Ghali entra in carcere per presentare una canzone d'amore (e di galera)

Il trapper: "Ho scelto questo posto perché ci venivo a trovare mio padre"

Ghali entra in carcere per presentare una canzone d'amore (e di galera)

San Vittore, il carcere di Milano, è stato costruito secondo il principio ottocentesco del panopticon. Ma ieri nello spazio centrale da cui si dipartono i sei raggi, con la sua architettura ottocentesca sembra quasi di stare sotto una cupola da chiesa, è successo qualcosa di non abituale per una struttura carceraria. Il rapper Ghali, origini tunisine una infanzia a Baggio -per dirla come lui con «la mamma bidella e il papà in una cella» ha presentato lì il suo nuovo singolo, disponibile dalla mezzanotte di ieri e intitolato I love you. Ad assistere alla presentazione, alcuni dei detenuti del braccio maschile giovani (dai 18 ai 25 anni) e altre detenute del braccio femminile. Perché? Lo spiega Ghali: «Negli scorsi giorni sono stato molto qui a San Vittore. Mi ha risvegliato molti ricordi di quando venivo qui a trovare mio padre detenuto... Vedete quando ho scritto questa nuova canzone che è una lettera d'amore che potrebbe partire da una prigione o essere diretta a una prigione mi è venuto in mente che per presentarla non volevo fare solo merchandising volevo anche usarla per raccontare delle storie che di norma non si raccontano». E infatti con i detenuti ha girato delle video interviste per raccontare la vita in carcere e cos'è la musica per chi sta dietro le sbarre.

Come spiegano alcuni detenuti a volte in una cella una canzone è la sola libertà che resta, una ragazza dice: «io ballo sempre quando le guardie non mi vedono, se no mi imbarazzo». Però quando parte I Love You i detenuti, pur ovviamente da seduti, ballano e come. In prima fila c'è una ragazza col velo che agita le braccia come ad un concerto allo stadio.
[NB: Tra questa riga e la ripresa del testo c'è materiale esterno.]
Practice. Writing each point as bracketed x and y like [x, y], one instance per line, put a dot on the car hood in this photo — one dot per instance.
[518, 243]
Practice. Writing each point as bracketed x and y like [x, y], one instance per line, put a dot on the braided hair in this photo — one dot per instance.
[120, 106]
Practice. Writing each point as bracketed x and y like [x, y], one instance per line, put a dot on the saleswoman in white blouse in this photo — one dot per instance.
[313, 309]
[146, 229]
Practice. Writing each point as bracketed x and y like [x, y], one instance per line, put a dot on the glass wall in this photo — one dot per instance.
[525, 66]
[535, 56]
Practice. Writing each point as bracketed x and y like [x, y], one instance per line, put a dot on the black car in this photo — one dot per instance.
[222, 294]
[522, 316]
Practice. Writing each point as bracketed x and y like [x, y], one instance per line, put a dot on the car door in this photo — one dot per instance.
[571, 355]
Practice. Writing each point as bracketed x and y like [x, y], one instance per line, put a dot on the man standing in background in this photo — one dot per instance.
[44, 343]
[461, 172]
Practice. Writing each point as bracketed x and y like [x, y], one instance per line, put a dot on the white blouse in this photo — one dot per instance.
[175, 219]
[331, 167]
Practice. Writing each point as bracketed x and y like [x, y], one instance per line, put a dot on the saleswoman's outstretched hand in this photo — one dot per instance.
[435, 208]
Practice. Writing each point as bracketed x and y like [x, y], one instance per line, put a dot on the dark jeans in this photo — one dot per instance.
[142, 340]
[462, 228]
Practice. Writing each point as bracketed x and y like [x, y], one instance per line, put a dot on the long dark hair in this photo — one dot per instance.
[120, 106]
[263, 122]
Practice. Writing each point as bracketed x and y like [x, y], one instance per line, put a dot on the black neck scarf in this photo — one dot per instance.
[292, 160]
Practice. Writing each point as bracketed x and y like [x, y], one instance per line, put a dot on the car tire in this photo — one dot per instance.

E del resto il testo, pur orecchiabile, tocca un bel po' dei loro guai: «C'è chi canta insieme a una sirena/ C'è chi balla dentro a una galera/ Dov'è sempre mezzanotte». E ancora: « Mi sento come come se non ci fossero muri/ Mi sento come se non avessi più dubbi/ ti mando un pezzo premi play metti le cuffie e fuggi...».

I detenuti ringraziano, Ghali ringrazia loro: «Finalmente ho passato del tempo con persone che ti parlano e non guardano sempre il cellulare. E poi se canto è anche perché, una volta, quando venni a trovare mio padre qui in prigione il figlio di un altro detenuto mi fece sentire come cantava...».

I ragazzi applaudono, qualcuno gli chiede una sua vecchia canzone che si intitola Marijuana. Lui dice: «Ma l'hai ascoltato bene il testo? Ci sono dentro tante cose non fermarti al ritornello, parla di cose dure, non fermarti lì». Un altro detenuto invece il testo lo ha capito e lo cita pure. Dopo sono solo abbracci e cancelli che si chiudono. Qualcuno esce, i più restano dentro.

Magari continueranno ad ascoltare questo singolo che come copertina ha un ballerino, in stile molto Michael Jackson (uno dei feticci di Ghali), che balla con una mirrorball legata alla caviglia, per sfondo sbarre e una giungla che è un sogno di libertà.